Let us take a quick look at the different types of futures contracts available in India. Remember, these futures options are different from options because an option is a right to the buyer without an obligation; and an obligation to the seller without the right. For now, let us stick to futures.
As the name suggests, the future is a contract that pertains to the future. In finance parlance, futures are a contract that is legal and standardized. It is an agreement to buy or sell an underlying asset at a predetermined price at a specified time in the future. Normally, this deal is between two parties not known to each other. Futures are different from forwards in the sense that forwards are customized OTC products but futures are standardized exchange-traded products. On NSE and BSE, all futures contracts have the counter-guarantee of the clearing corporation.
In the world of finance, a derivative is a contract that derives its value from the performance of an underlying asset. In short, that is how the word derivative comes as it derives value from an underlying. This underlying can be an asset, index, or interest rate, and is often simply called the “underlying”.
Derivatives contracts are typical of four categories viz. forwards, futures, options, and swaps. These four products combined are called derivatives.

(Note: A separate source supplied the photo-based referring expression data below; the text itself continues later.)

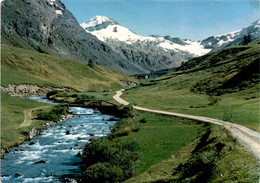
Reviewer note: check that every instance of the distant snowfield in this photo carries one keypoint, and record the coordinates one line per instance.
(192, 47)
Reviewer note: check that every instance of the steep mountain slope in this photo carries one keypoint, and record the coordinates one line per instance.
(149, 53)
(48, 27)
(222, 85)
(233, 38)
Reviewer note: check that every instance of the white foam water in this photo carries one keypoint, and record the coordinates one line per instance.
(54, 153)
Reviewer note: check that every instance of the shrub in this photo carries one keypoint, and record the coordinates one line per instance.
(102, 172)
(101, 153)
(143, 120)
(125, 111)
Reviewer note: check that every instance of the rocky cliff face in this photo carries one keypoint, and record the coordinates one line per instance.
(148, 54)
(48, 27)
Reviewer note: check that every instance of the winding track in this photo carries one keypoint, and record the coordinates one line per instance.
(245, 136)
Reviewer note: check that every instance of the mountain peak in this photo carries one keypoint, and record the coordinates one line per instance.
(97, 23)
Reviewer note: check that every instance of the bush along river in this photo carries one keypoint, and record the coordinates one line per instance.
(54, 154)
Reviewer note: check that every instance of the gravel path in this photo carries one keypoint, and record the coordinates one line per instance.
(245, 136)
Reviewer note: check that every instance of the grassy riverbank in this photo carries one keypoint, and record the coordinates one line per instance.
(17, 119)
(222, 85)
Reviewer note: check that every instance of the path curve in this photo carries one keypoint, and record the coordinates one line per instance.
(245, 136)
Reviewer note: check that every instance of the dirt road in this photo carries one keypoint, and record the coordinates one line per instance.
(245, 136)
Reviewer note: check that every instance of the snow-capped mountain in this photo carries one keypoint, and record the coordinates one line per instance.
(233, 38)
(151, 53)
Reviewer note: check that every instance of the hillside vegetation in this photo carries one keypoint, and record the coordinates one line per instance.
(24, 66)
(222, 85)
(19, 66)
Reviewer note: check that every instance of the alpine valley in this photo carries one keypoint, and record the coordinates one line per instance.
(153, 53)
(74, 110)
(49, 27)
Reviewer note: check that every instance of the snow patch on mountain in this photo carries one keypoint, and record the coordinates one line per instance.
(106, 29)
(192, 47)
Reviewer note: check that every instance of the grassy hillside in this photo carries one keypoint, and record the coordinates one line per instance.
(14, 110)
(213, 156)
(20, 66)
(24, 66)
(222, 85)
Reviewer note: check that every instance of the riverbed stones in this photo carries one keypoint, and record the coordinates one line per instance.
(41, 161)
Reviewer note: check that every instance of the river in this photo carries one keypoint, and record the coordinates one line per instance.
(54, 153)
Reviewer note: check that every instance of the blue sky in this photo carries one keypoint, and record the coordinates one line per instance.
(186, 19)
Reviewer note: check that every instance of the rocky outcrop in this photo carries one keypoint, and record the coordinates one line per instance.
(26, 90)
(47, 26)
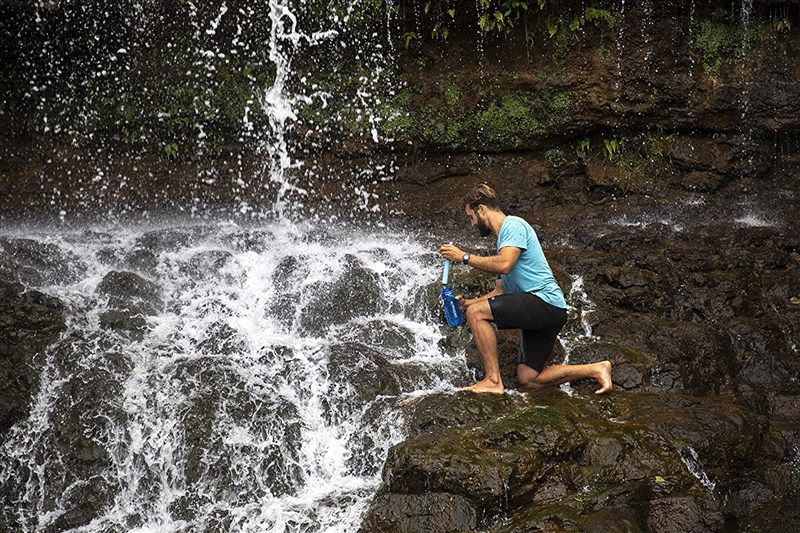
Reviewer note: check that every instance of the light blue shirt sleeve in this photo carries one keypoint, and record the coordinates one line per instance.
(515, 234)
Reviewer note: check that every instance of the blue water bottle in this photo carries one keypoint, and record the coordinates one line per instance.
(452, 309)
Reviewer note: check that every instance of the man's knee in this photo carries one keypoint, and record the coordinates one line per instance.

A lot is the minimum size you can trade in futures and options. These lot sizes are defined by the stock exchange from time to time and the average lot size today is between Rs.7 lakhs and Rs.10 lakhs.
The order placed by the futures buyer and seller are matched by the exchange platform using best effort basis. Futures trading works just like equity trading.
Futures are settled on the day of expiry which is the last Thursday of the month. On this day all futures contracts are closed and profits / losses are debited or credited as the case may be.